Using exquisitely sensitive, heat-detecting instruments known as bolometers, Pierre de Marcillac and his colleagues at the Institute for Space Astrophysics in Orsay, France, chanced upon signs that more than 100 bismuth-209 atoms had each spat out a helium nucleus–also known as an alpha particle–to become a lighter atom of thallium-205.
Theorists had predicted this particular decay more than 50 years ago. However, after a series of experiments conducted between 1949 and 1972 failed to turn up any evidence of the breakdown, those predictions faded into obscurity.

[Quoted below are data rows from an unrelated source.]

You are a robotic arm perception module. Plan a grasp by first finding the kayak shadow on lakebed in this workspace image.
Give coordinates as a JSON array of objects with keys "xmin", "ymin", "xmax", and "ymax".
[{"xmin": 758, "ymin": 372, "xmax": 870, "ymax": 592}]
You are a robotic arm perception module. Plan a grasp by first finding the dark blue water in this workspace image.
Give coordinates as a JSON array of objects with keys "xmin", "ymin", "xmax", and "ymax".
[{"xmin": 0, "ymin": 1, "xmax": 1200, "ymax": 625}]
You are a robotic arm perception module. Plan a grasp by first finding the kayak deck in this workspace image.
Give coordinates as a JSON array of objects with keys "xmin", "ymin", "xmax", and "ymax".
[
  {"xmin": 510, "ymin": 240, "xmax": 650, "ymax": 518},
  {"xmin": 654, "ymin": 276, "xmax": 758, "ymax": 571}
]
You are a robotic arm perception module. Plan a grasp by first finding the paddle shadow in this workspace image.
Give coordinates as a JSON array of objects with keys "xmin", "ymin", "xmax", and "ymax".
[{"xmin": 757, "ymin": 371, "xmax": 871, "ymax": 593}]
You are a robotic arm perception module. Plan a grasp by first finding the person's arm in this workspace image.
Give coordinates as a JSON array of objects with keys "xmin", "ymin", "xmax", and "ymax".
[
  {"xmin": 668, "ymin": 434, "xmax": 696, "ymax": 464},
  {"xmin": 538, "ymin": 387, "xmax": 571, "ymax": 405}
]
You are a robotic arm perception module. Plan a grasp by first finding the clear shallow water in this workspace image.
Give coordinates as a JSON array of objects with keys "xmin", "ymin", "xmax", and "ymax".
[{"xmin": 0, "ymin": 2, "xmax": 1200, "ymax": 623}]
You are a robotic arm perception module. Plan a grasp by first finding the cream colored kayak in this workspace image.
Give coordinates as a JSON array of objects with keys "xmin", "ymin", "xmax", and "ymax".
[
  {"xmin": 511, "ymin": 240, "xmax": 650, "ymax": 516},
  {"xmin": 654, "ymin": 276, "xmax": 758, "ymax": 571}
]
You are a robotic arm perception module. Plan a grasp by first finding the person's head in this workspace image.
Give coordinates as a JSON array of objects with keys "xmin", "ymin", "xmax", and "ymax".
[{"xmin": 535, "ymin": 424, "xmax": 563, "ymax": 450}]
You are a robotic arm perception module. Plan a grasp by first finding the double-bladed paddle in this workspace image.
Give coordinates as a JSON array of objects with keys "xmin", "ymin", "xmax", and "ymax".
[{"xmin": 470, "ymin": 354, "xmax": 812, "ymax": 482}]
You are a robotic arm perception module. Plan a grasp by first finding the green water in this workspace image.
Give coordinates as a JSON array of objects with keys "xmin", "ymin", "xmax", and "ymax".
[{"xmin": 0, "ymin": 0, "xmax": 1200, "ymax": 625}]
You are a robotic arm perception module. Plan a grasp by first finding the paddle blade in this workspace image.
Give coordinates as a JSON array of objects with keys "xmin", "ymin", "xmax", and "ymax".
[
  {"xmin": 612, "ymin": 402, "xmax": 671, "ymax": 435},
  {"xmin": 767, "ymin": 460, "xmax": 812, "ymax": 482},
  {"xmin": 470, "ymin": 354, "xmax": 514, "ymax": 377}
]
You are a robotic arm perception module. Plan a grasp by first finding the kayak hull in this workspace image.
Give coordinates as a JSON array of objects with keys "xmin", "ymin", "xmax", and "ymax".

The rare disintegrations, reported in the April 24 Nature, were finally spotted as de Marcillac and his coworkers searched for something else–a hypothetical particle, the neutralino, that might be a component of the universe’s so-called dark matter (SN: 1/25/03, p. 51: Available to subscribers at In the Beginning: Dark matter builds galaxies, feeds quasars).
During a routine check for contamination in their bolometers, which happen to be built around crystals containing bismuth, the team noticed an unexpected alpha decay not listed in any reference tables.
Even so, those disintegrations occur so infrequently that an atom of bismuth-209 can still last just shy of forever. On the basis of the new decay data, the team calculates a half-life for bismuth-209 of some 19 billion billion years–roughly 1.4 billion times the current age of the universe.
Researchers didn’t have to wait anywhere near that long to detect the telltale alpha decays because the huge number of bismuth atoms in even a single bite-size bolometer crystal guarantees that some atoms will break down in a matter of days, if they break down at all, de Marcillac says.